L’importanza degli Oscar per Netflix. Tutti gli occhi sono puntati su Roma di Alfonso Cuarón e le sue dieci nominations, riuscirà a portarsi i premi più ambiti?

Buongiorno e buona domenica degli Oscar. Come anticipato mi sono preso una breve vacanza, saltando quindi due appuntamenti domenicali e torno ora puntuale per questo matinée, nono appuntamento con la selezione delle notizie dal mondo dello showbiz più interessanti uscite negli ultimi giorni che, in questo caso, sono ben due settimane. Questa sera, appunto, non è certo una notte qualunque, “festeggiamo” la cerimonia degli Oscar e in particolare noi di ScreenWeek lo faremo come ormai da tradizione non solo con una accurata copertura sul blog ma anche con un’apposita live su YouTube, se volete seguirla con noi potete attivare l’apposito promemoria sul nostro canale YouTube.
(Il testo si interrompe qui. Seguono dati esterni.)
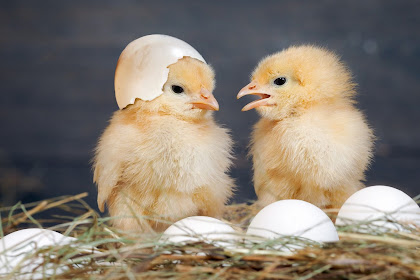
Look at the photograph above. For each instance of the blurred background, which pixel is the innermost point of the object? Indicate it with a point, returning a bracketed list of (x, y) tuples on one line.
[(57, 75)]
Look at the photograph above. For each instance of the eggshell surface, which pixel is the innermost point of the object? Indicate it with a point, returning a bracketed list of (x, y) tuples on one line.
[(200, 228), (142, 68), (382, 206), (15, 246), (293, 218)]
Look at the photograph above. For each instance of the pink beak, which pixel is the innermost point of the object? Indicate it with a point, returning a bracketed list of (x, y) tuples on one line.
[(253, 88), (205, 101)]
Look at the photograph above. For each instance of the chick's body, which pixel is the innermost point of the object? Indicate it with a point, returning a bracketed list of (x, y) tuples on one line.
[(165, 159), (311, 142)]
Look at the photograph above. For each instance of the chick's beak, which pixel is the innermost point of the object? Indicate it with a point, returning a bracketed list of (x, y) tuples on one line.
[(253, 88), (205, 101)]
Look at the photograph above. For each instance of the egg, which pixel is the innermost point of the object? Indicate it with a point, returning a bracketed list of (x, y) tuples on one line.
[(379, 207), (16, 248), (200, 228), (295, 218), (142, 68)]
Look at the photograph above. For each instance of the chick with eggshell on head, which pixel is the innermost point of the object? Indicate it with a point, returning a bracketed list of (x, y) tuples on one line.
[(162, 155)]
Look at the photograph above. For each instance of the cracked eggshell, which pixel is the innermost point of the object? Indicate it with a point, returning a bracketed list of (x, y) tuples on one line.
[(200, 228), (382, 206), (293, 217), (142, 68)]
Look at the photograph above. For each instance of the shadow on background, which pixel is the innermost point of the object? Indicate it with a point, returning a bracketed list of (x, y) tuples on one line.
[(58, 60)]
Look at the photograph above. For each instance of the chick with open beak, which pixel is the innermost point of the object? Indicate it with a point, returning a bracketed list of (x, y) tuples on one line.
[(311, 142), (254, 88)]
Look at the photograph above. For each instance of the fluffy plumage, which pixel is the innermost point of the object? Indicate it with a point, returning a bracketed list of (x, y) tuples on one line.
[(165, 158), (311, 142)]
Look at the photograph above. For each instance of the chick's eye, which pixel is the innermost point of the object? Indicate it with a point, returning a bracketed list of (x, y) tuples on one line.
[(177, 89), (280, 81)]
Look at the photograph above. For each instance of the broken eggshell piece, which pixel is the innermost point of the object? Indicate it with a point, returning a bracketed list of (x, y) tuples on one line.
[(142, 68)]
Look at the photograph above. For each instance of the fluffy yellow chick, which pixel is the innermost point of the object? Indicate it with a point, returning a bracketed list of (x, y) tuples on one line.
[(163, 160), (311, 143)]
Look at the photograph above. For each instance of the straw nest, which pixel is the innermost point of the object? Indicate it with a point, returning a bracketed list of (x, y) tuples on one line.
[(373, 255)]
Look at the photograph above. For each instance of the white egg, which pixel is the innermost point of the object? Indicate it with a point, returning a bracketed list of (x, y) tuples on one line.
[(379, 207), (16, 247), (293, 218), (200, 228), (142, 68)]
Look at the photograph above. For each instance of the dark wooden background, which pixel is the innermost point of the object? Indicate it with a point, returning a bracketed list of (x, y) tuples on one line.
[(57, 62)]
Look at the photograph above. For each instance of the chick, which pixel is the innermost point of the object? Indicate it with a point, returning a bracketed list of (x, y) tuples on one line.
[(163, 160), (311, 142)]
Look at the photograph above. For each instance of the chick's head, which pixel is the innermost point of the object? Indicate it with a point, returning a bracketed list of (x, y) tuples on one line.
[(294, 79), (188, 90)]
Quanti Oscar vincerà Netflix? Saranno meritati?

Inutile negare che quest’anno c’è un motivo in più per guardare con attenzione ai risultati che ci verranno snocciolati durante la cerimonia di premiazione. Lunedì staremo tutti a misurare, anche la borsa, il numero di nomination che i film Netflix – titoli che non solo non sono usciti o sono usciti poco più che simbolicamente nei cinema e che le principali catene cinematografiche escludono anche dalle tradizionali rassegne dei film in lizza per i premi della Academy – riusciranno a convertire in statuette. In particolare è chiaro che tutti gli occhi sono puntati su Roma di Alfonso Cuarón e le sue dieci nominations (qui la nostra infografica con tutti i numeri degli Oscar 2019) pari a quelle de La Favorita. Impossibile pensare che il titolo non riuscirà ad aggiudicarsi qualche statuetta ma riuscirà anche a portarsi a casa anche alcuni tra i premi più ambiti? Netflix ha progettato con grande attenzione la corsa agli Oscar di questo suo “originale Netflix“, fin dalla cura e dal team che ha accompagnato il film al Festival di Venezia, e lo sta facendo fino in fondo.
Giusto qualche giorno fa Gabriele Niola raccontava su Esquire come per la corsa agli Oscar (giustamente paragonata a una campagna presidenziale) Netflix abbia assoldato in esclusiva (e anche per il futuro) la più grande di tutte le strateghe, Lisa Taback, che in 26 anni ha portato alla vittoria tantissimi plurivincitori (non sempre apprezzati da tutti) cominciando all’ombra di Harvey Weinstein. Anche il budget investito nella campagna è di tutto rispetto, tre dozzine di affissioni per tutta Hollywood secondo la Reuters e un investimento complessivo di 25 milioni di dollari secondo quanto riportato da The Wrap. In fondo, come sintetizza Gabriele “In palio non c’è solo un riconoscimento che porta un ottimo ritorno in termini di vendite, biglietti e home video per il film, ma la legittimazione stessa della società nel mondo del cinema e l’affermazione perentoria che i film veri, giganti e storici non dimorano solo in sala, ma anche in televisione.“.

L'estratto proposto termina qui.